Pourtant, le Burundi dispose d’atouts culinaires puissants : haricot rouge, maïs, sorgho, riz, patates douces, bananes plantains, feuilles vertes (isombe), sésame, arachide, petits poissons des lacs, mangues, ananas, papayes. « Notre force, c’est la densité nutritionnelle de nos plats quand ils sont minimalement transformés,» insiste Mme Nduwimana. «A la burundaise de haricot mixé, une sauce arachide maison, du poisson grillé avec citron, du foufou de manioc accompagné d’épinards : on obtient fibres, protéines, micronutriments et satiété durable.»
Des changements réalistes
A l’échelle familiale, des changements réalistes priment. Planifier : cuire une grande marmite de haricots le week-end, congelé en portions, préparer un “kit” de crudités (tomates, carottes, concombre) dans un bocal d’eau au réfrigérateur. Simplifier : remplacer une boisson sucrée quotidienne par de l’eau citronnée ou une infusion de gingembre. Recomposer : si les nouilles instantanées sont inévitables un soir, y ajouter des œufs, des légumes sautés, réduire le sachet d’assaisonnement de moitié. Et réhabiliter le petit-déjeuner solide : patate douce + arachide pilée + fruit, plutôt que biscuit + soda, note la nutritionniste Nduwimana.
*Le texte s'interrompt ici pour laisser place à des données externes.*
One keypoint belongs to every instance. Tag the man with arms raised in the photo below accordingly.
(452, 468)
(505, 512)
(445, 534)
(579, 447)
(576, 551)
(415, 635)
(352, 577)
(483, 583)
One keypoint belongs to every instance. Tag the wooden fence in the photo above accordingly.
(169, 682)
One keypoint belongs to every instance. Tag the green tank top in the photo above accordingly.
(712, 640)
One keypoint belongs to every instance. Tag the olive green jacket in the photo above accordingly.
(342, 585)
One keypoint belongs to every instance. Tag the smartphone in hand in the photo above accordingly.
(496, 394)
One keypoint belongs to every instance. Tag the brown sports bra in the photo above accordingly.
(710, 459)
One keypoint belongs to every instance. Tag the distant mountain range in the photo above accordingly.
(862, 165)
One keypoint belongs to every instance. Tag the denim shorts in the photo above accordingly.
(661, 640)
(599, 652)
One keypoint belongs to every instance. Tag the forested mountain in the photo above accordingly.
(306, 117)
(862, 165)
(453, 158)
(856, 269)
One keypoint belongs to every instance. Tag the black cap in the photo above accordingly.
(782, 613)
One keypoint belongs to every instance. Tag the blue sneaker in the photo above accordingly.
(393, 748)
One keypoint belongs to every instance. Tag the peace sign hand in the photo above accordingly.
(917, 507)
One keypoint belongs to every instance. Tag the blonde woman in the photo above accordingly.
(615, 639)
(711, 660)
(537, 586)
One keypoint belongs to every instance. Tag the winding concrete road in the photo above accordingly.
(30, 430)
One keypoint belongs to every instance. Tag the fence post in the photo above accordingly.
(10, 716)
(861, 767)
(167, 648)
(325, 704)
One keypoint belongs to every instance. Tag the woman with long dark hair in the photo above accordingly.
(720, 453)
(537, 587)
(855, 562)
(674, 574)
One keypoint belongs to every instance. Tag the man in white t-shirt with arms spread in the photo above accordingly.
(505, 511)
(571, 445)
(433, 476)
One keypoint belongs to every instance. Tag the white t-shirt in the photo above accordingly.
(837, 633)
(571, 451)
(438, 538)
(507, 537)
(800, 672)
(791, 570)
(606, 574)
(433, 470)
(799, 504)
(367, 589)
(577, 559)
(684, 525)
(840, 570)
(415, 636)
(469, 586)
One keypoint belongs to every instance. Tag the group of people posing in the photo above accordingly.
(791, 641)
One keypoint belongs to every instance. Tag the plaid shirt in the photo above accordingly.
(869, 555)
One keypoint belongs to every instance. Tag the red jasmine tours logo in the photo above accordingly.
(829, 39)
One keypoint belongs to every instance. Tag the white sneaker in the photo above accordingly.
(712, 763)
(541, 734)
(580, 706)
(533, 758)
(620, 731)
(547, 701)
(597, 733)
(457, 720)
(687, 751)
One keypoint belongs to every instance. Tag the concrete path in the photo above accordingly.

Dans les écoles et cantines, des mesures peu coûteuses existent : limiter la vente de boissons sucrées, encourager la vente d’arachides grillées non sucrées, de maïs bouilli, de fruits de saison. Les marchés communaux peuvent afficher des “paniers” équilibrés, montrant concrètement ce qu’on peut acheter pour le prix bas. « Quand les parents visualisent que, pour le coût de deux sodas et d’un paquet de chips, ils peuvent nourrir deux enfants avec du maïs, du haricot et des bananes, la décision change, » ajoute Mme Nduwimana.
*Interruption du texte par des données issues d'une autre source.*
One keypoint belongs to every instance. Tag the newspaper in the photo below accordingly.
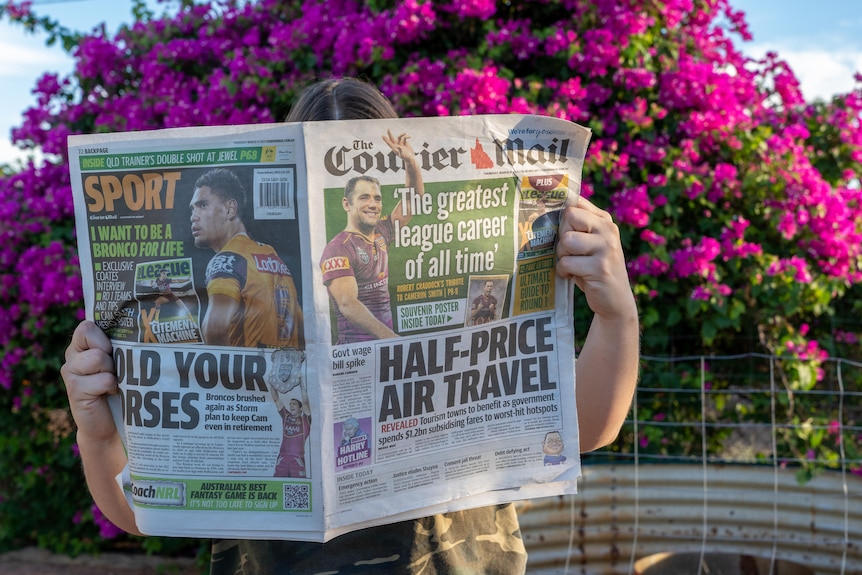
(253, 402)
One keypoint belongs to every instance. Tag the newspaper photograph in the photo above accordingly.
(325, 326)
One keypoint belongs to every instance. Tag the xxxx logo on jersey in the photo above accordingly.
(335, 264)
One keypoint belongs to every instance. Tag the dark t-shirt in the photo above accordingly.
(482, 541)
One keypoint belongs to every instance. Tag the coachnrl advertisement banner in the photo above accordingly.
(325, 326)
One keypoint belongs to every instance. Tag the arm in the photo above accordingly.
(345, 292)
(590, 252)
(89, 377)
(401, 146)
(278, 403)
(306, 408)
(218, 319)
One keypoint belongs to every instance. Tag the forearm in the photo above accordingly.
(103, 460)
(359, 316)
(607, 371)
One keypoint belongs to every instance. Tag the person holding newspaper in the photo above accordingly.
(355, 263)
(484, 540)
(252, 298)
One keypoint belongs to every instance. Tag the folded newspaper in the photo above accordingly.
(326, 326)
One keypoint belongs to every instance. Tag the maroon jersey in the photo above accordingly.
(291, 455)
(367, 260)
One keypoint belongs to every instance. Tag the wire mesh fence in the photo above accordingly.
(749, 459)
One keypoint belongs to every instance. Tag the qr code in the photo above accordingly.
(297, 497)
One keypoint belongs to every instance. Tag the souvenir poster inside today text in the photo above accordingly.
(325, 326)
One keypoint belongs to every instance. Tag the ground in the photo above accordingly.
(32, 561)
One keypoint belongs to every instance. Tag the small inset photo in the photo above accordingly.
(487, 295)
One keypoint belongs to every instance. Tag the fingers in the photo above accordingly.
(399, 144)
(89, 367)
(586, 230)
(88, 336)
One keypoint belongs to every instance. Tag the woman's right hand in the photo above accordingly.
(90, 377)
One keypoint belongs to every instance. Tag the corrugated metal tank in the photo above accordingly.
(624, 513)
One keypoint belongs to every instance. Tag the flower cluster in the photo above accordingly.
(739, 204)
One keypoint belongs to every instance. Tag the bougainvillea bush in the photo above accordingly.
(739, 203)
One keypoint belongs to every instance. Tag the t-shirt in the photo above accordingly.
(482, 541)
(367, 260)
(252, 274)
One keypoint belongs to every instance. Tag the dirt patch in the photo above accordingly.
(34, 561)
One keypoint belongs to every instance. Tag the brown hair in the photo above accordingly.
(340, 99)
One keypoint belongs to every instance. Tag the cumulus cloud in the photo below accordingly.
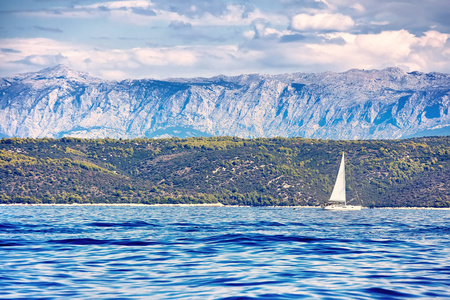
(321, 21)
(428, 52)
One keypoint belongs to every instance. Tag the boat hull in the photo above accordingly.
(342, 207)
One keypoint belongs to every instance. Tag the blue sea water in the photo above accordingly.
(80, 252)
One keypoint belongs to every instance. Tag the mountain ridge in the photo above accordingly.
(356, 104)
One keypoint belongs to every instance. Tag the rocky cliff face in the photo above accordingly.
(356, 104)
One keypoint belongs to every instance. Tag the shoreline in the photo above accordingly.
(200, 205)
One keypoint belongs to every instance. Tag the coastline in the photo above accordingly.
(200, 205)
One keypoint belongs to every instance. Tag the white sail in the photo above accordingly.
(338, 194)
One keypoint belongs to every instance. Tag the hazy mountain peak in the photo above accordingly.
(60, 72)
(357, 104)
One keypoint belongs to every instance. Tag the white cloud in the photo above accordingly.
(429, 52)
(321, 21)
Sur le plan clinique, les soignants peuvent intégrer l’alimentation au parcours de soins. « Devant une hypertension débutante, je ne me limite plus à prescrire ; je demande un journal alimentaire d’une semaine, » explique Dr Nineza. « Nous fixons une cible simple : deux portions de légumes par jour, une source de protéines non transformées à chaque repas, et une “règle des cinq ingrédients».
En santé mentale, la prudence et la personnalisation s’imposent. « Modifier l’alimentation n’est pas une injonction morale, c’est un soutien : cela peut diminuer la fréquence énergétique qui aggrave anxiété et irritabilité, » rappelle le psychologue Singirankabo. Il propose un “essai de 4 semaines” : trois repas structurés, deux collations simples (arachides, fruit), eau à volonté, suppression des boissons sucrées en semaine, puis évaluation des effets sur le sommeil, l’attention et le stress perçu. « Quand les résultats sont ressentis dans le corps, la motivation suit. »
L’objectif n’est pas de teindre chaque paquet : certains produits transformés rendent service, notamment pour la sécurité alimentaire. Le vrai risque vient d’un régime où l’ultra-transformé domine, jour après jour. « Si nous réservons ces aliments aux occasions, et que nous replaçons au centre les produits bruts du Burundi, nous verrons des bénéfices en quelques mois : tour de taille qui diminue, tension plus stable, énergie mentale plus régulière, » conclut Mme Nduwimana, la nutritionniste. Le Dr Nineza aborde dans le même sens: « La médecine fait sa part, mais la cuisine quotidienne reste notre première formulaire. » Et le psychologue Singirankabo termine: «Manger simple, partagé, local : c’est aussi une hygiène de l’esprit.»